📑 Table of Contents

GET Asymmetric Gripper Grasp Planners: Dual Breakthroughs in 2D and 3D Pathways

📅 · 📁 Research · 👁 10 views · ⏱️ 4 min read
💡 Researchers propose two grasp planners, GET-2D-1.0 and GET-3D-1.0, based on single-view RGB-D images and 3D mesh models respectively, delivering efficient grasping solutions for asymmetric grippers. Physical experiments demonstrate over 40% improvement in lift success rate.

Asymmetric Grippers Get Dedicated Grasp Planning Solutions

In the field of robotic grasping, most grasp planning algorithms are designed for symmetric parallel-jaw grippers, yet an increasing number of real-world applications require asymmetric grippers to handle complex object manipulation tasks. A recent paper published on arXiv introduces two grasp planning methods specifically designed for GET asymmetric grippers — GET-2D-1.0 and GET-3D-1.0 — approaching the problem from 2D perception and 3D modeling pathways respectively, offering entirely new solutions for efficient grasping with asymmetric grippers.

Two Technical Pathways: Rapid Perception and Precision Modeling

GET-2D-1.0: Fast Planning Based on Single-View RGB-D Images

GET-2D-1.0 is a fast grasp planner that requires only a single-view RGB-D image to compute grasp poses. The method employs the classic Ferrari-Canny metric to evaluate grasp quality and introduces a novel sampling strategy that efficiently searches for optimal grasp poses under limited perceptual information. This design makes it particularly suitable for applications with high real-time requirements, such as assembly line sorting and warehouse logistics.

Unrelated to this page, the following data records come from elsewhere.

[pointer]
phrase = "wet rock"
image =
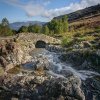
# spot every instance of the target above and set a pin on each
(67, 88)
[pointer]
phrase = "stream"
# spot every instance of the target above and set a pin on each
(56, 67)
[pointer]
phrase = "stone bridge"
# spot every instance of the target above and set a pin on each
(39, 40)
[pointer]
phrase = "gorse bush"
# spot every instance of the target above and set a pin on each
(4, 28)
(66, 42)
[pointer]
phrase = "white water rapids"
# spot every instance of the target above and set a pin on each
(60, 69)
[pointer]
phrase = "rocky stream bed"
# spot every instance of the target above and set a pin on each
(46, 77)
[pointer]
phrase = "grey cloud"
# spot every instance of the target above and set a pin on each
(34, 8)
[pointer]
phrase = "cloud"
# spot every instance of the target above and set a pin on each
(39, 7)
(71, 8)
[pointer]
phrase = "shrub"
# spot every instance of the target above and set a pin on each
(66, 42)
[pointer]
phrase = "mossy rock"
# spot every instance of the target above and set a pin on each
(15, 70)
(1, 71)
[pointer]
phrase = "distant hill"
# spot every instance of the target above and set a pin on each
(17, 25)
(84, 13)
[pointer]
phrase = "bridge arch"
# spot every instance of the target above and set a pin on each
(40, 44)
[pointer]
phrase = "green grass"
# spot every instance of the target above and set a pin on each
(1, 71)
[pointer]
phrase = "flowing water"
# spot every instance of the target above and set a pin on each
(58, 68)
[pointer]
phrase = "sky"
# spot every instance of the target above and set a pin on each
(40, 10)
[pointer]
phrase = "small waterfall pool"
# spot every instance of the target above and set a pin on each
(58, 68)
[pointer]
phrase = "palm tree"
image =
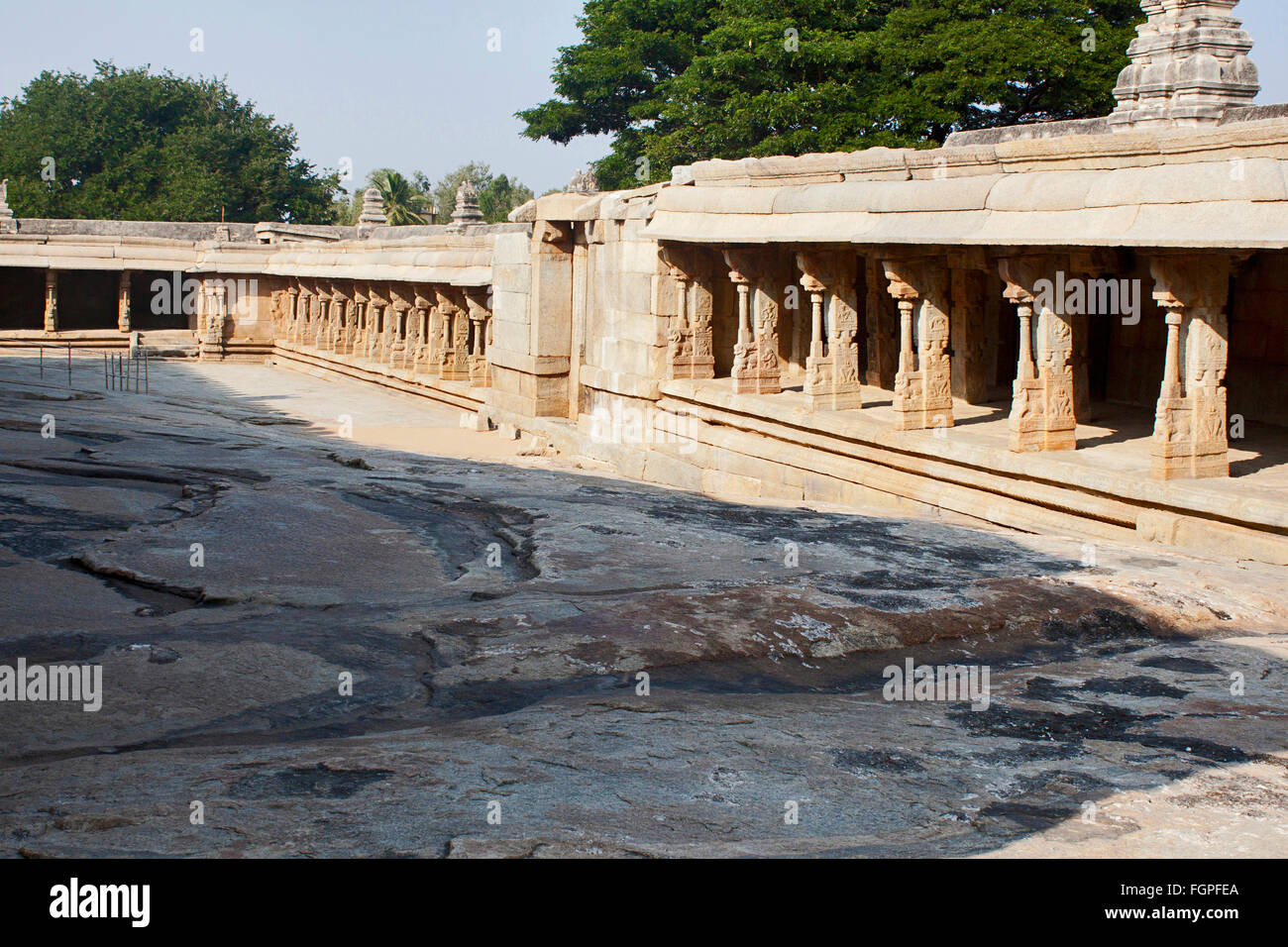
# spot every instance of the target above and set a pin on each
(403, 205)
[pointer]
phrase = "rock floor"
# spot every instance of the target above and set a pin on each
(496, 612)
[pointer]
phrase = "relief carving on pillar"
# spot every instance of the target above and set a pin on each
(425, 360)
(455, 365)
(377, 322)
(969, 326)
(922, 389)
(402, 331)
(1042, 406)
(481, 324)
(832, 367)
(883, 325)
(1190, 436)
(690, 350)
(755, 356)
(342, 305)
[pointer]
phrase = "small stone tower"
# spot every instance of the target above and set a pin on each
(467, 205)
(7, 223)
(373, 211)
(1189, 63)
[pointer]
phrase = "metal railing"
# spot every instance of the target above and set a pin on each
(121, 372)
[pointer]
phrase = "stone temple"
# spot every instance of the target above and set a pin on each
(1018, 401)
(835, 326)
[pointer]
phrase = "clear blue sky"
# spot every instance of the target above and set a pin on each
(408, 84)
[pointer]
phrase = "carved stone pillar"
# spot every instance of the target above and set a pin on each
(832, 367)
(1042, 406)
(304, 316)
(342, 330)
(362, 315)
(123, 302)
(922, 385)
(425, 359)
(400, 341)
(755, 357)
(969, 325)
(690, 350)
(377, 324)
(51, 300)
(883, 324)
(1190, 420)
(481, 372)
(291, 311)
(456, 357)
(321, 335)
(210, 344)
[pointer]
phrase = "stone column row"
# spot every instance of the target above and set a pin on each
(438, 331)
(939, 296)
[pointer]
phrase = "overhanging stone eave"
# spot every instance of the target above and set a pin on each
(1219, 224)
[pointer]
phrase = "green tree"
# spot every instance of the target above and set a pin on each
(132, 145)
(498, 193)
(677, 81)
(402, 201)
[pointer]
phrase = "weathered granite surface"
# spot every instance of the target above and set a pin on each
(516, 684)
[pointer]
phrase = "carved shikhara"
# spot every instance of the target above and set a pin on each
(922, 386)
(690, 347)
(832, 365)
(1042, 407)
(1190, 421)
(756, 368)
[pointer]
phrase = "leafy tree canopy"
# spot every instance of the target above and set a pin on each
(677, 81)
(132, 145)
(498, 195)
(415, 200)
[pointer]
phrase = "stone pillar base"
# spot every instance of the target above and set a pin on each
(1033, 425)
(455, 367)
(755, 368)
(694, 367)
(823, 392)
(1189, 438)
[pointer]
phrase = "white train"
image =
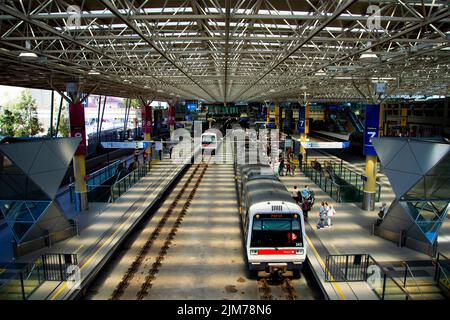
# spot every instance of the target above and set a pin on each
(272, 222)
(210, 140)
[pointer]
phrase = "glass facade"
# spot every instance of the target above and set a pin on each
(22, 215)
(435, 185)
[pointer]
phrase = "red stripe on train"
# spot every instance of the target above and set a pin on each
(274, 251)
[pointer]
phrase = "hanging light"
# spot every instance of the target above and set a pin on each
(26, 55)
(320, 73)
(368, 56)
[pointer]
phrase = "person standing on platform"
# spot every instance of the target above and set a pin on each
(306, 193)
(288, 166)
(281, 167)
(381, 214)
(300, 161)
(292, 163)
(145, 156)
(330, 214)
(322, 215)
(295, 195)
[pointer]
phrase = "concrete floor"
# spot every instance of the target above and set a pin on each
(206, 258)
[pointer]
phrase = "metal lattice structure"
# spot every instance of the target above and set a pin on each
(228, 50)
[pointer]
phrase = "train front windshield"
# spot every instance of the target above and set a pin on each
(208, 139)
(276, 231)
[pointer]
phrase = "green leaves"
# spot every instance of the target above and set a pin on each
(20, 119)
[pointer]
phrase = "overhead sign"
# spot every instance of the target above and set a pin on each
(303, 121)
(325, 145)
(371, 129)
(126, 145)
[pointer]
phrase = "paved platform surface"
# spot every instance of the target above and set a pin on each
(350, 234)
(205, 259)
(105, 225)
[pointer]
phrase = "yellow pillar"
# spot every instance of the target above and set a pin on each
(277, 116)
(404, 120)
(370, 184)
(371, 173)
(148, 137)
(79, 171)
(381, 130)
(304, 136)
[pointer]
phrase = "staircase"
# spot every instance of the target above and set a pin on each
(416, 280)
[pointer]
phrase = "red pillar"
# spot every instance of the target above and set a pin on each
(77, 126)
(171, 117)
(78, 129)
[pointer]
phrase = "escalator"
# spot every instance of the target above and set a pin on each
(354, 120)
(348, 192)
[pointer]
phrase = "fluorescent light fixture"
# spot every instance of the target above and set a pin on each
(368, 56)
(320, 73)
(25, 55)
(28, 56)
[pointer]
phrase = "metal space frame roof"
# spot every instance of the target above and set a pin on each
(228, 50)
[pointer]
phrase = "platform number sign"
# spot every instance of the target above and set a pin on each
(371, 129)
(302, 120)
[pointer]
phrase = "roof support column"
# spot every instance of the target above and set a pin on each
(78, 129)
(147, 125)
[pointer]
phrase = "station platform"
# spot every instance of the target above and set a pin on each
(105, 225)
(351, 233)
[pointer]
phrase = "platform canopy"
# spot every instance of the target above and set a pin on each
(228, 50)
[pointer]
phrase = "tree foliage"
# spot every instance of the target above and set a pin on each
(20, 119)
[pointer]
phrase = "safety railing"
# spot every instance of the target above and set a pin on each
(363, 267)
(350, 188)
(97, 178)
(124, 184)
(348, 267)
(23, 282)
(408, 274)
(442, 272)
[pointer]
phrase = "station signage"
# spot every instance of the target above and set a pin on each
(126, 145)
(77, 126)
(303, 121)
(325, 145)
(371, 128)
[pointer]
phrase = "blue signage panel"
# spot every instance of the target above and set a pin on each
(302, 119)
(371, 128)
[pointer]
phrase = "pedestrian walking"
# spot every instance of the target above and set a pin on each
(300, 161)
(288, 166)
(292, 163)
(322, 215)
(295, 194)
(330, 215)
(281, 167)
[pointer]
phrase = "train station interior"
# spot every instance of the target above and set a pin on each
(225, 150)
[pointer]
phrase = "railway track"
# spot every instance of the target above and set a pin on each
(165, 233)
(276, 289)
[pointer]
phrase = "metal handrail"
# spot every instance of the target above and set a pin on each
(385, 276)
(443, 272)
(408, 269)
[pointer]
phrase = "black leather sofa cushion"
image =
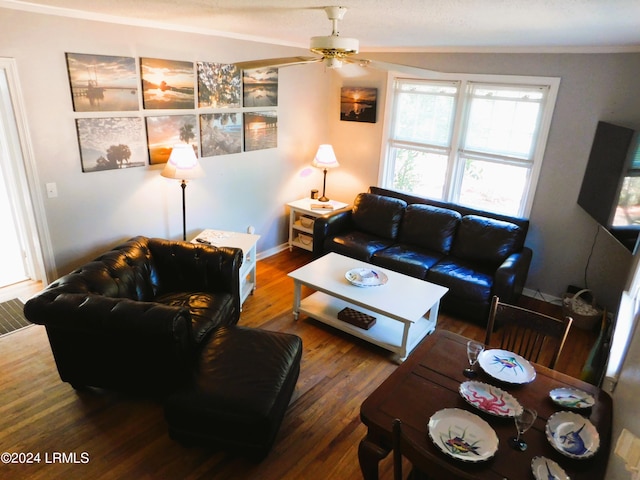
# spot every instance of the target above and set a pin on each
(240, 391)
(359, 245)
(403, 258)
(208, 310)
(486, 240)
(378, 215)
(428, 227)
(461, 276)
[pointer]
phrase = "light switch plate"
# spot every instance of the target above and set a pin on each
(52, 190)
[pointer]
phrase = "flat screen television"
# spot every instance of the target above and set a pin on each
(610, 190)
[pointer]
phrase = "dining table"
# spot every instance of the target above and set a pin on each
(429, 382)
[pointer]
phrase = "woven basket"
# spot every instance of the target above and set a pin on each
(585, 315)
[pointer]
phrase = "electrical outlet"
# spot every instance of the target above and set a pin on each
(52, 190)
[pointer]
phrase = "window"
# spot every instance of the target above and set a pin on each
(627, 211)
(474, 142)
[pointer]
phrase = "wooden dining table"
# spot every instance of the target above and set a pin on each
(429, 381)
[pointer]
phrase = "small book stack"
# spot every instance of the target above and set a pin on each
(321, 206)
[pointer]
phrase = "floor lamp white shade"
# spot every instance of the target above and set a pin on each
(183, 165)
(325, 158)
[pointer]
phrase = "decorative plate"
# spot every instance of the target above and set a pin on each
(462, 435)
(572, 398)
(366, 277)
(545, 469)
(572, 435)
(507, 366)
(490, 399)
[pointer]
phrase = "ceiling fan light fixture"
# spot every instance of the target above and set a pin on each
(334, 46)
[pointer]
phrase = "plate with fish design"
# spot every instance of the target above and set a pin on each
(490, 399)
(572, 398)
(462, 435)
(366, 277)
(572, 435)
(546, 469)
(507, 366)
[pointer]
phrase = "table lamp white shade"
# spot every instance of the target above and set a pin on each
(325, 158)
(183, 163)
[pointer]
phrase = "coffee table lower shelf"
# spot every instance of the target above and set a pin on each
(399, 336)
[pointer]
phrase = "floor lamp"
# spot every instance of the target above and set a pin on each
(183, 165)
(325, 158)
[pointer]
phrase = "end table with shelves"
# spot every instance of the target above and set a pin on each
(302, 215)
(247, 243)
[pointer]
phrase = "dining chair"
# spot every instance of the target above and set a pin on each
(532, 335)
(426, 466)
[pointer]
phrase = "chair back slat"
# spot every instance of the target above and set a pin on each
(530, 334)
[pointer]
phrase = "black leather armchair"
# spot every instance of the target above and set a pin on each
(134, 318)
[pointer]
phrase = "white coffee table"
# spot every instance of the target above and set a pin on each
(406, 308)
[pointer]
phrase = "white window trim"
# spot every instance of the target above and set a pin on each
(545, 123)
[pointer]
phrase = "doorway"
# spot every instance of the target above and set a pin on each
(21, 210)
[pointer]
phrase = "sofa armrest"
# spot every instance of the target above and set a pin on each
(116, 343)
(511, 276)
(330, 226)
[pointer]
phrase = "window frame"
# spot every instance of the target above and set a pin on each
(455, 167)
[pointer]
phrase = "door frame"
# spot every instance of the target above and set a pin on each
(21, 177)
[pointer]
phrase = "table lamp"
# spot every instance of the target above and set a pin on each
(183, 165)
(325, 158)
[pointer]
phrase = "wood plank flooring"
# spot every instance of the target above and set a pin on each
(105, 435)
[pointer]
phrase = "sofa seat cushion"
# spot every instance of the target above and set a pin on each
(407, 259)
(483, 239)
(377, 215)
(356, 244)
(241, 389)
(428, 227)
(208, 310)
(463, 279)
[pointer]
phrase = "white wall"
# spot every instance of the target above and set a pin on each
(593, 87)
(97, 210)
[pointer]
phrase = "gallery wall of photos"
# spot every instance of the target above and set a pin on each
(131, 114)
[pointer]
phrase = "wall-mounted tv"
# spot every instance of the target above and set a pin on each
(610, 190)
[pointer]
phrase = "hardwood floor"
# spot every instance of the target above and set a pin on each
(105, 435)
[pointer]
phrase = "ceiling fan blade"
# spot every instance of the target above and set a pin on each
(394, 67)
(276, 62)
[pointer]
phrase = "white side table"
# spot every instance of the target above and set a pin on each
(301, 218)
(245, 241)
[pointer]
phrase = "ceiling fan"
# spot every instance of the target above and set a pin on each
(334, 50)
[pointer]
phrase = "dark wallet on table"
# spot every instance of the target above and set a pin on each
(354, 317)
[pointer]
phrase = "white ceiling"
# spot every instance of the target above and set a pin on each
(384, 25)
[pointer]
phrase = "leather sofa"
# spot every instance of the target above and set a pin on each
(476, 254)
(160, 317)
(134, 318)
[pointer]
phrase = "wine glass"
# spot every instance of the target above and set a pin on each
(524, 420)
(473, 350)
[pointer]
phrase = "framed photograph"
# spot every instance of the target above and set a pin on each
(219, 85)
(260, 130)
(101, 83)
(167, 84)
(260, 87)
(164, 132)
(358, 104)
(111, 143)
(220, 133)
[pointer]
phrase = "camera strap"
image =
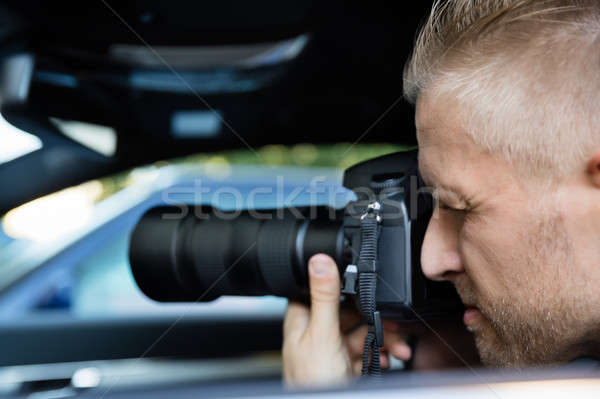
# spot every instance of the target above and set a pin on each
(367, 285)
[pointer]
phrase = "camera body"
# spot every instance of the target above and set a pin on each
(191, 257)
(403, 293)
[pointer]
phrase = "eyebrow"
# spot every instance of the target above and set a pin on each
(443, 190)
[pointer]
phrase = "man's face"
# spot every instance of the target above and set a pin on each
(512, 250)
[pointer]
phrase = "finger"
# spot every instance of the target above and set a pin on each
(396, 344)
(324, 281)
(296, 320)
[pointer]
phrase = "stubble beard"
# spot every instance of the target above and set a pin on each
(535, 322)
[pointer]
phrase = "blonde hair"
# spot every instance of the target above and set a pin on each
(529, 71)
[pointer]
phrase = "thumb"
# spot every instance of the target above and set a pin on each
(324, 282)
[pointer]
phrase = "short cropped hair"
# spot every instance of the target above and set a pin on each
(529, 69)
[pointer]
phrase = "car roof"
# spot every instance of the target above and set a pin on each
(196, 77)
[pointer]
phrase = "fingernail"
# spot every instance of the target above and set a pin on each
(319, 266)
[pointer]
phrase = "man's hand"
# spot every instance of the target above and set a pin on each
(315, 351)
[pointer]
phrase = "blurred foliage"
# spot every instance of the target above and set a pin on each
(340, 155)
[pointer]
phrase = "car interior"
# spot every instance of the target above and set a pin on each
(125, 94)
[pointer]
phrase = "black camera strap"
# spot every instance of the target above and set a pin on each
(367, 285)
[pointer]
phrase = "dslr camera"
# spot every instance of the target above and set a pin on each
(375, 240)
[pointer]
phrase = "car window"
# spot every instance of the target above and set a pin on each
(81, 234)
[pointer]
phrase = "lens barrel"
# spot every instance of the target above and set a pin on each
(197, 253)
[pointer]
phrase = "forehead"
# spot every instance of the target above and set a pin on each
(448, 157)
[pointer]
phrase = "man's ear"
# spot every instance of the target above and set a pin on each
(593, 168)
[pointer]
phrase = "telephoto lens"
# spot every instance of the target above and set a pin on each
(204, 253)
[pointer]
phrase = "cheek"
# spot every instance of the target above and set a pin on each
(488, 246)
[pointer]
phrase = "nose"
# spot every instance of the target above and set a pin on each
(440, 257)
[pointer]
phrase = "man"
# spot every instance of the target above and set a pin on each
(507, 96)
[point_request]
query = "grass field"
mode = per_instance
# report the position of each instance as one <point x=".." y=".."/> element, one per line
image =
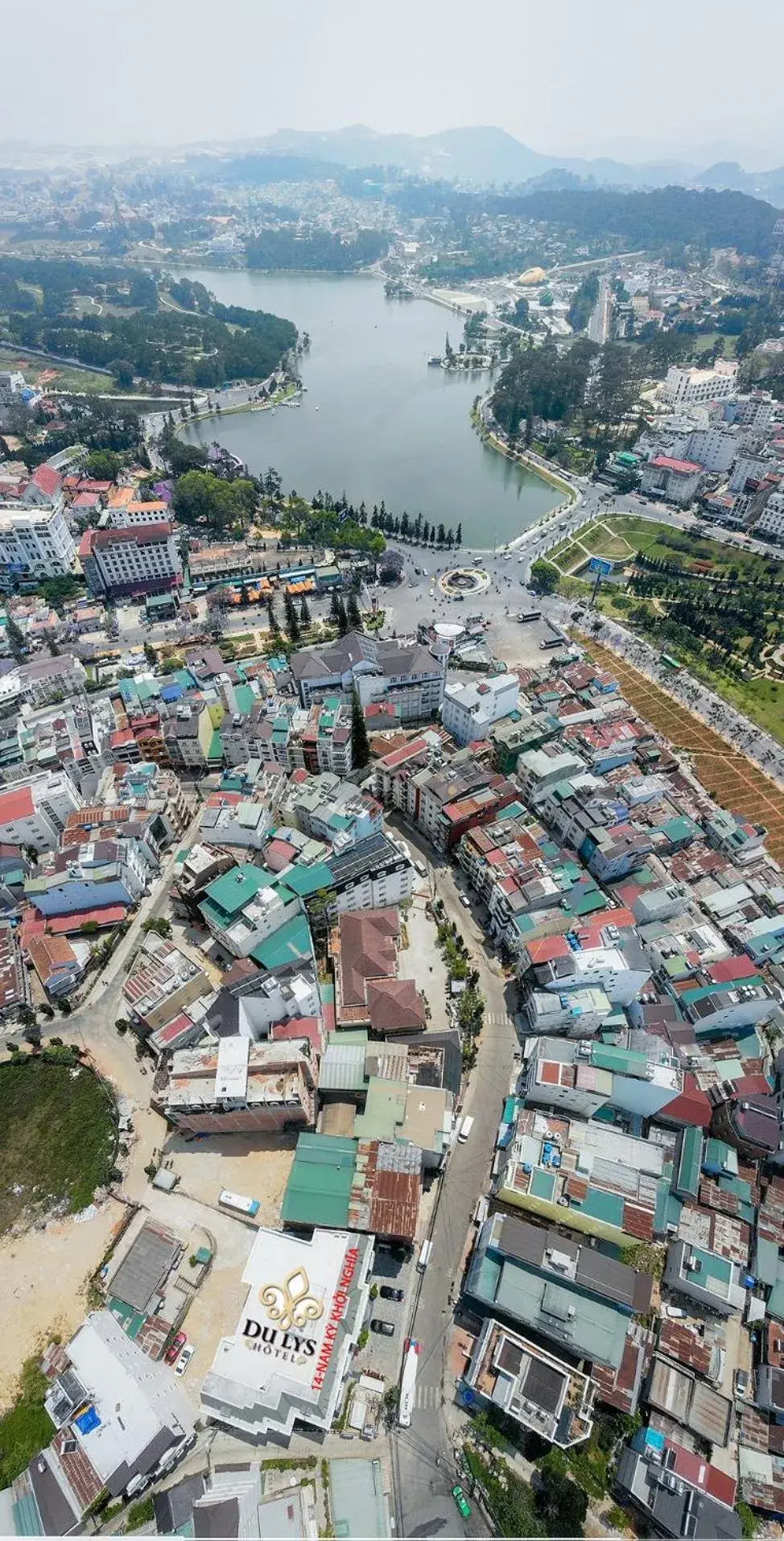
<point x="57" y="1136"/>
<point x="679" y="549"/>
<point x="45" y="372"/>
<point x="27" y="1427"/>
<point x="724" y="772"/>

GET-3D-1.0: Fine-Grained Planning Based on Mesh Models

GET-3D-1.0 takes a more refined approach. This method leverages the complete 3D mesh model of the gripper and combines Ray-Tracing technology to analyze the geometric relationship between the gripper and target objects. By precisely simulating the contact between the gripper and object surfaces during the closing process, GET-3D-1.0 can plan more stable and reliable grasps in three-dimensional space, making it especially suitable for scenarios demanding extremely high grasping precision.

Physical Experiment Validation: Over 40% Improvement in Lift Success Rate

The research team went beyond simulation testing, validating the practical performance of both planners through physical experiments with real robots. Results show that GET-2D-1.0 achieved a significant improvement of over 40% in object lift success rate compared to the traditional Bounding Box baseline method. This result clearly demonstrates that dedicated planning algorithms for asymmetric grippers hold a distinct advantage over general-purpose methods.

Notably, the research team conducted systematic comparisons between both methods and multiple baselines, further validating the robustness and generalization capabilities of the proposed solutions across different object types and grasping scenarios.

Technical Significance and Future Outlook

The core contribution of this research lies in breaking the long-standing "symmetric gripper-centric" paradigm in grasp planning. As robotic end-effector designs become increasingly diverse — with asymmetric, multi-fingered, and soft grippers continually emerging — traditional general-purpose grasp planning methods can no longer fully leverage the capabilities of these novel grippers.

From a practical standpoint, GET-2D-1.0's fast inference capability gives it strong potential for industrial deployment, while GET-3D-1.0's high-precision modeling opens possibilities for advanced manufacturing scenarios such as precision assembly. The two methods complement each other, allowing users to flexibly balance speed and accuracy based on their specific application requirements.

Looking ahead, as deep learning and geometric reasoning continue to converge, grasp planning for asymmetric grippers is expected to achieve stronger generalization in increasingly complex cluttered environments, driving robotic manipulation from merely "being able to grasp" to truly "knowing how to grasp."